# Leader question



## brettsky225 (Aug 10, 2012)

I know it's probably a stupid question but why do you use a leader? And how do you tie one on? 


Posted using Outdoor Hub Campfire


----------



## Erieangler51 (Sep 24, 2012)

Most who use leaders are using a braided line which the fish can see. Most leaders are made of flourocarbon ( invisible under water). I normaly make my leader 3-4 ft long. Tie your leader to a small ball bearing swivel then tie it to your main line then tie lure on. The reason I do it this way is so that I can tie a Palomar knot on all 3 spots with knots.


Posted using Outdoor Hub Campfire


----------



## sherman51 (Apr 12, 2011)

I use a heavy braid up on erie for walleyes so I use a smaller fluro 20 lb test leader because of the low visibility of fluro line. I have used 20 lb suffix 832 for pond bass and have had very good luck fishing around brush without a leader. I either use a uni to uni knot or a blood knot to tie my leaders on. most of the time I use the uni to uni. I think it is a better knot and is simple to tie.
Sherman

oh yea I have been using about a 7' leader in front of my diver but next year after doing some reading on here im going to try using about a 10' leader


----------



## brettsky225 (Aug 10, 2012)

Oh ok that makes sense 


Posted using Outdoor Hub Campfire


----------



## fooked (Jul 2, 2013)

I use a fluro leader with all of my braided line. I use a uni - uni knot and make sure the leader is long enough for the knot to go around the spool a few times. I feel that when line is moving the knot slides through the guides better. I use this setup on my spinning and baitcast reels.


----------



## sherman51 (Apr 12, 2011)

if you don't already know how to tie a uni to uni or a blood knot you can google them and get some good instructions.
sherman


----------



## Bassbme (Mar 11, 2012)

I don't use leaders anymore, but as everyone has basically said, a leader is normally used to cut down on line visibility at the bait. People also use leader material for what is called a "shock leader." When using non to low stretch lines like braid, people will use a leader material that stretches (regular mono filament or fluorocarbon) to lessen the force of a hook set. 

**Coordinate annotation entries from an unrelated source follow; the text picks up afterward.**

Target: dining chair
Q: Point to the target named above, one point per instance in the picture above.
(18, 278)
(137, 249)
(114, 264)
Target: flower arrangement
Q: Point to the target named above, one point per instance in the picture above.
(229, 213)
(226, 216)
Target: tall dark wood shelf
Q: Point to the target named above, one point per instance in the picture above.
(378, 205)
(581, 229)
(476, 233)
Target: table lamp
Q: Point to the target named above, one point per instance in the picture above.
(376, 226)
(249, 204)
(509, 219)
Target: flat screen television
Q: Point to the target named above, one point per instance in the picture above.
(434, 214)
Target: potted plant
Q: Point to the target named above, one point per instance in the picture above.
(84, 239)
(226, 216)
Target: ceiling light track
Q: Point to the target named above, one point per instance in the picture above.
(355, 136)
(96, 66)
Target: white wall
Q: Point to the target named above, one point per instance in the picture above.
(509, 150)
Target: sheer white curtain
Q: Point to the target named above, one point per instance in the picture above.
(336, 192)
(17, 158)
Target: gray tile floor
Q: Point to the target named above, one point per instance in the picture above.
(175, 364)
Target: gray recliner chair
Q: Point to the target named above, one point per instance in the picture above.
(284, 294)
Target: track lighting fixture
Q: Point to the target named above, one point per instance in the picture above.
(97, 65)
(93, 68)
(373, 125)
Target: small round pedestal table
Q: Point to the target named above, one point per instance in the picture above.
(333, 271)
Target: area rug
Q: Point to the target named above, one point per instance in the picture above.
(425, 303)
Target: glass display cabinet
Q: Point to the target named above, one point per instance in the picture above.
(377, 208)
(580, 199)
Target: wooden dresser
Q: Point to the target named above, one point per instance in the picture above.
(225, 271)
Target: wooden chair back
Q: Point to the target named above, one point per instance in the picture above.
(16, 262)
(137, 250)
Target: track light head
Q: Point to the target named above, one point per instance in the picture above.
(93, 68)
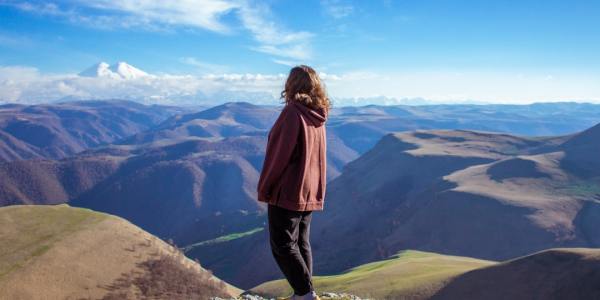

As many have said, back to back Uni knots make a great leader to main line connection. The knot is cylindrical and passes through guides pretty easily. There is one thing to remember when using a leader that is long enough to cause the knot to go through the guides while casting, though. The constant motion of the knot passing through the guides will eventually weaken the knot, so it's not a bad idea to tie on a new leader from time to time throughout the day.


----------